Does such a quantified way of looking at biological populations  require incredibly large and accurate datasets that explain the entire population over time?
In the kind of work I do, we’re not looking at small-scale populations,” she explains. “If I look at the human population, I’m interested in knowing the relatedness between a human here and a human there, which was probably determined somewhere in Africa, or perhaps Europe, many generations ago. So I’m looking for parameters that I can put into a model that are robust to local variation. I don’t want to make a prediction that depends on knowing this particular individual who lived in Wolverhampton in 1783 – I want a model which is insensitive to that kind of detail, but will still predict the broad population outcomes.

So how does one create a model that can predict broad trends without knowing the nitty gritty of the population? 
We write down what we call stochastic models. At school, we all worked with equations where you could put in one value and get out another. With stochastic models, you put in a value and with some probability you get one answer and with some probability you get another. We track all the possible answers that we could have got, and the probabilities assigned to them.

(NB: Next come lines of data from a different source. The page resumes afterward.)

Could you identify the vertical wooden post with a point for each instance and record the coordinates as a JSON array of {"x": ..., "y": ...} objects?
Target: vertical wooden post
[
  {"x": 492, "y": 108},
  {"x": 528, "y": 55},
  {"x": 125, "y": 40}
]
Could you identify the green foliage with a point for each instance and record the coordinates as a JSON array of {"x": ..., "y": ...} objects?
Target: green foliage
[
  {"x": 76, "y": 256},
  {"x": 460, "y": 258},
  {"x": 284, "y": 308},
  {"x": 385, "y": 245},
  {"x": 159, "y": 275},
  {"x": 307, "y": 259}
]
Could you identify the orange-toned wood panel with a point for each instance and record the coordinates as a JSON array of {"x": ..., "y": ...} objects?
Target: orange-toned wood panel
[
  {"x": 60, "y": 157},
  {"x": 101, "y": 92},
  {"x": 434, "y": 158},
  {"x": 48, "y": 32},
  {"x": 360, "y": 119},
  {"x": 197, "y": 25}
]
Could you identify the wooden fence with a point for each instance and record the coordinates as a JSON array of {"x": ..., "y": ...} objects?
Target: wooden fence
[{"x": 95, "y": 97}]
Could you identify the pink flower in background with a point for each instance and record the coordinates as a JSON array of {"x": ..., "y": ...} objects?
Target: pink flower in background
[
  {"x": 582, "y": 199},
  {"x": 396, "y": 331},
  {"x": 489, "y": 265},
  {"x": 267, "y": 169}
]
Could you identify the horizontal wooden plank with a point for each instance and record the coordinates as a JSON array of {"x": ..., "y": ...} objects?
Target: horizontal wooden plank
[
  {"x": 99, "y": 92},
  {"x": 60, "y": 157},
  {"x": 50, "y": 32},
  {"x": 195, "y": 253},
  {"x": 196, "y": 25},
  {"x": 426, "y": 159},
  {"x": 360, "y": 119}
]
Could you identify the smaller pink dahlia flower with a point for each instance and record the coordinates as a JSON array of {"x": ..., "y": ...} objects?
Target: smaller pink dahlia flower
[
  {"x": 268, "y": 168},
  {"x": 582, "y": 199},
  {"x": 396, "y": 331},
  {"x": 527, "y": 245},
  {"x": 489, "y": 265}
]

Here's a very simple example. Imagine I have a growing population where there’s just one parent per child – like bacteria. The world is so big and plentiful that they’ve all got plenty to eat, they don’t fight, and offspring don’t have to interact with each other... it’s utopia. In this mathematical utopia, each individual produces a number of offspring – but instead of assuming each one will have 2, we go for the 2.4 model, so some have none, some have 1, 2, 3, 4… and we assign likelihoods to each of those outcomes. And then some time later we investigate how likely it is that this population consists of 100 individuals, 1,000, 2,000 and so on.  The model will give us some kind of probability distribution about that. Then we flip it round and ask how a population could have grown from one individual to 1,000 individuals. Did it expand quickly? Slowly? What can we infer about how the population got there? 

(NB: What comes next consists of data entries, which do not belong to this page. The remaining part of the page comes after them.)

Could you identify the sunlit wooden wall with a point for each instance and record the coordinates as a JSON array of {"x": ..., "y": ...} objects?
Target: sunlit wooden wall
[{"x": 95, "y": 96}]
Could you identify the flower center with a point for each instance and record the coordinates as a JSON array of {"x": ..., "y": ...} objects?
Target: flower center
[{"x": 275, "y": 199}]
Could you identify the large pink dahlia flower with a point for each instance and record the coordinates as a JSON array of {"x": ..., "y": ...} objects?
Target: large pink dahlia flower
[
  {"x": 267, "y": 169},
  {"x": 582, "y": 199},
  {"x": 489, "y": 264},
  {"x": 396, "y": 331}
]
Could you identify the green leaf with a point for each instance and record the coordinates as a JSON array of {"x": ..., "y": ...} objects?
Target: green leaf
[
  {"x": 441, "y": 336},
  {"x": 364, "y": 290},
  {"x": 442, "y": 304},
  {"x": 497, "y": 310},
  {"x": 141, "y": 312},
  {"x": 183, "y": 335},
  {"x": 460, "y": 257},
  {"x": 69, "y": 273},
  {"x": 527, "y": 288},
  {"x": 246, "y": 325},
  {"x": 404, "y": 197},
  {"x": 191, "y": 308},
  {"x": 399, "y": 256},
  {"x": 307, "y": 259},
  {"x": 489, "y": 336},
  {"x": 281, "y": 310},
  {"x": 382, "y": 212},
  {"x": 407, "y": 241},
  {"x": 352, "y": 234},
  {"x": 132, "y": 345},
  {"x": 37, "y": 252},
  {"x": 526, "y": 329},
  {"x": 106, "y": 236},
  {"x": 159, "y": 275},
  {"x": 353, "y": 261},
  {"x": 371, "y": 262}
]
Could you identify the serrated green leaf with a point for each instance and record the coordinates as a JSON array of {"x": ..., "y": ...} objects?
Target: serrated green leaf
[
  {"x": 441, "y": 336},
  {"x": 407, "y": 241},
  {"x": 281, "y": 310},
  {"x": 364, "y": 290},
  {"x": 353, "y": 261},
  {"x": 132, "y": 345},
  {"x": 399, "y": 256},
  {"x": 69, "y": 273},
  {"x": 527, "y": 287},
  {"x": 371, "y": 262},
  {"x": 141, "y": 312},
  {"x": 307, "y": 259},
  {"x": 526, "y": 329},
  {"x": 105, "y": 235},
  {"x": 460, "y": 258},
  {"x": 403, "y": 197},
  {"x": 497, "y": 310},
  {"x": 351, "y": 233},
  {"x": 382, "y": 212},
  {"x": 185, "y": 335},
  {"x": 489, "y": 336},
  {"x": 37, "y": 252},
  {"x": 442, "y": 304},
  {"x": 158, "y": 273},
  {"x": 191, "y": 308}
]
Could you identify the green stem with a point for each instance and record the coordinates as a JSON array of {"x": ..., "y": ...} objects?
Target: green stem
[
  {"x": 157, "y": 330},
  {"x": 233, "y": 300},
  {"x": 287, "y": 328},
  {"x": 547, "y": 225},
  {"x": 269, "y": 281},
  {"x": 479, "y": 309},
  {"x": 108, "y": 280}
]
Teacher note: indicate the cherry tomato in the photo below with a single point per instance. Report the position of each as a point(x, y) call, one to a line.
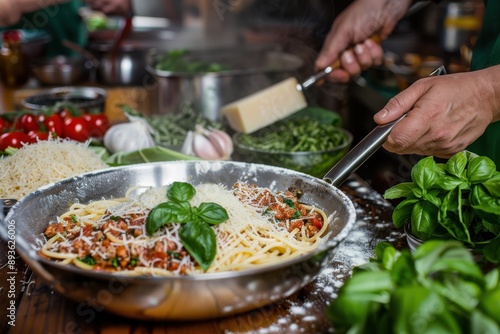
point(317, 223)
point(53, 123)
point(14, 139)
point(4, 125)
point(35, 136)
point(98, 124)
point(64, 113)
point(76, 128)
point(27, 122)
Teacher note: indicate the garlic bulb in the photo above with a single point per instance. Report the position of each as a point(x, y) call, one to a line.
point(127, 137)
point(209, 144)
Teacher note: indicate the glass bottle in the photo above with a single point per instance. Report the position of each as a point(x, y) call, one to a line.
point(14, 69)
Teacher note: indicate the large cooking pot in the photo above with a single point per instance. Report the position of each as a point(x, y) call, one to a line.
point(176, 298)
point(127, 67)
point(248, 71)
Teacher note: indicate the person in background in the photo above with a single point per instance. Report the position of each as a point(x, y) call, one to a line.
point(446, 114)
point(170, 9)
point(59, 18)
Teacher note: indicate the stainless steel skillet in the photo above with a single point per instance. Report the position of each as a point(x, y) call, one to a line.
point(176, 298)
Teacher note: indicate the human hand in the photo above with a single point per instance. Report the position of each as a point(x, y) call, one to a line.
point(353, 28)
point(116, 7)
point(445, 113)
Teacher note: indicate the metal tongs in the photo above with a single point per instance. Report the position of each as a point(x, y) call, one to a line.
point(365, 148)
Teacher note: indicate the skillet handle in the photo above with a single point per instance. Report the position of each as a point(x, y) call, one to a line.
point(365, 148)
point(360, 153)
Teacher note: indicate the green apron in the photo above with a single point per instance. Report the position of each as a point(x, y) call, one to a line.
point(487, 53)
point(60, 21)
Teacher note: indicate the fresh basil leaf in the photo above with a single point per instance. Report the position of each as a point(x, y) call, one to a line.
point(180, 191)
point(492, 251)
point(168, 212)
point(200, 242)
point(212, 213)
point(457, 164)
point(424, 219)
point(433, 197)
point(456, 229)
point(481, 323)
point(400, 190)
point(493, 185)
point(489, 302)
point(425, 172)
point(485, 206)
point(480, 169)
point(402, 212)
point(158, 216)
point(447, 182)
point(418, 310)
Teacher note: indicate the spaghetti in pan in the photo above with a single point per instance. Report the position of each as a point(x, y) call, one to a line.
point(123, 235)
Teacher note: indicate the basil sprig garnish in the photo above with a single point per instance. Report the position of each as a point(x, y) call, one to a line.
point(196, 235)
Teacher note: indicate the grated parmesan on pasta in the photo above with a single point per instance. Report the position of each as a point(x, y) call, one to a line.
point(44, 162)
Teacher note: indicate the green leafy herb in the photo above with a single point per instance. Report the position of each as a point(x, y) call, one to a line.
point(458, 199)
point(133, 261)
point(439, 289)
point(196, 234)
point(88, 259)
point(178, 60)
point(115, 262)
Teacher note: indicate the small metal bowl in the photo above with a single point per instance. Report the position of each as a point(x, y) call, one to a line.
point(61, 70)
point(93, 98)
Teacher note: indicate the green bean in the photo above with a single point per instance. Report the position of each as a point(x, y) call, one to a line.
point(297, 135)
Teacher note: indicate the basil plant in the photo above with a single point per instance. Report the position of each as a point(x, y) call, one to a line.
point(458, 199)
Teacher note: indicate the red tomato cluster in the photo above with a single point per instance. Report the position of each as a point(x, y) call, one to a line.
point(64, 123)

The answer is, of course, nothing. You can’t infer exactly how the population got there.  But you can say that most likely it grew exponentially, say, or that it was pretty small and then suddenly exploded. The art is to understand which things matter. So does it really matter that we assumed individuals didn’t interact with each other? Does it matter that we supposed each individual just has one parent? That sort of thing is a fine art, though, and it relies on talking to the scientists in the domain in which you’re modelling.

As a result, I spend much of my time talking to biological scientists rather than other mathematicians, trying to figure out how my models can be tweaked to take into account the randomness of procreation. Often what mathematicians can do is say, well, if the population were infinite, this would happen – then that’s where the biologists come in: they can test the models we create on real populations. So we talk to biologists and geneticists, trying to understand what they think matters most. Then we take a model, which is crude in other respects, and then add in some extra effect that we’ve talked to them about. Then, we test it to see if it makes the model more or less accurate. Almost always the biologists are right of course!

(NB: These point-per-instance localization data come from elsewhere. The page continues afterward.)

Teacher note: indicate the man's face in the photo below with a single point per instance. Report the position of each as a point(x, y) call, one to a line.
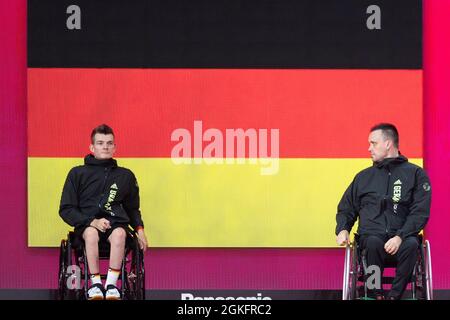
point(378, 146)
point(103, 147)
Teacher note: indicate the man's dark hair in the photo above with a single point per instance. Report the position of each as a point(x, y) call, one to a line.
point(102, 129)
point(389, 131)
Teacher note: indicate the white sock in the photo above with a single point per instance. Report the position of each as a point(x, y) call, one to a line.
point(95, 278)
point(113, 275)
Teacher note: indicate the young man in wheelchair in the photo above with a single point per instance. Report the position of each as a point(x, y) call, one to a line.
point(101, 200)
point(392, 199)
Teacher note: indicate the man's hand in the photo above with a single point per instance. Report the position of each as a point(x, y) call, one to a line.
point(142, 239)
point(101, 224)
point(342, 238)
point(392, 245)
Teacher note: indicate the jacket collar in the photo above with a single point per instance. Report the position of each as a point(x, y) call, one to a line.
point(90, 160)
point(389, 162)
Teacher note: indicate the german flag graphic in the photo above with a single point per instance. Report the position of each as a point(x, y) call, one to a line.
point(243, 120)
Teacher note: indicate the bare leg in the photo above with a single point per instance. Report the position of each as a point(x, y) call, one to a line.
point(91, 238)
point(117, 241)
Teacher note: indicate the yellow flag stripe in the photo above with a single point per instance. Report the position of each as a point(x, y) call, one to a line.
point(212, 205)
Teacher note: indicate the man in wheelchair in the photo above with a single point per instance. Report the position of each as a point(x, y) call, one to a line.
point(101, 199)
point(392, 200)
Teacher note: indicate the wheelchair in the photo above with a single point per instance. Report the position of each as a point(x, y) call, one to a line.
point(355, 273)
point(73, 275)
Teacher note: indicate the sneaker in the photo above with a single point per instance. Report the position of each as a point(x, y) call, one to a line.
point(112, 293)
point(95, 292)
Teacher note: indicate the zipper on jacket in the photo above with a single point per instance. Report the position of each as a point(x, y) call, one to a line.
point(385, 201)
point(103, 188)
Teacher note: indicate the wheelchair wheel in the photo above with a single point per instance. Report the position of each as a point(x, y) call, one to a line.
point(62, 276)
point(428, 271)
point(349, 290)
point(136, 276)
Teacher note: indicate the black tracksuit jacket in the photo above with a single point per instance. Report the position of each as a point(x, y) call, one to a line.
point(393, 197)
point(100, 189)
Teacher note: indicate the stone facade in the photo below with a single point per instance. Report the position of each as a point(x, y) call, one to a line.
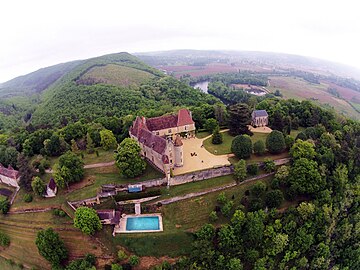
point(9, 176)
point(259, 118)
point(160, 138)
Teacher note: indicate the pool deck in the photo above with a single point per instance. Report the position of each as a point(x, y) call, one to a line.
point(121, 228)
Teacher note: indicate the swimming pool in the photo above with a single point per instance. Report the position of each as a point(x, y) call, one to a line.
point(147, 223)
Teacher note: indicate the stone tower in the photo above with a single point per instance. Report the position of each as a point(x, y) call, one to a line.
point(179, 153)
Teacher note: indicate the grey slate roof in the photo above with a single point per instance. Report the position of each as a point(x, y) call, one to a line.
point(260, 113)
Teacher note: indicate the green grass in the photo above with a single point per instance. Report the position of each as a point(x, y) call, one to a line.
point(220, 149)
point(87, 188)
point(225, 147)
point(104, 156)
point(202, 134)
point(22, 229)
point(197, 186)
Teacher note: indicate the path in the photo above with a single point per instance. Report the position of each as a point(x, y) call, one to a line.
point(90, 166)
point(197, 194)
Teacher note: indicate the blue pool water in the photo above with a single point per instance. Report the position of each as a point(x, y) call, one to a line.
point(142, 223)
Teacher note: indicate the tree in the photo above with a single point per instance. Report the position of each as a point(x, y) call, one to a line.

Have the models that you've  helped to create become better and better over time? What impact have they had in the biological sciences?
What other people have done with these models is incredibly important. They have allowed geneticists to identify which gene causes disease and map variations in the population by differences in DNA. Nowadays, of course, they have so much data that they don’t have to use terribly sophisticated models, but the sort of mathematical modelling we do underlies all that  – without it, they’d never have got to this point.

Do you ever get annoyed when people misuse the term random?
I normally try and not show the fact that I’m annoyed. I do in fact have a teenage daughter and sub-teenage son, so the word random is misused all the time.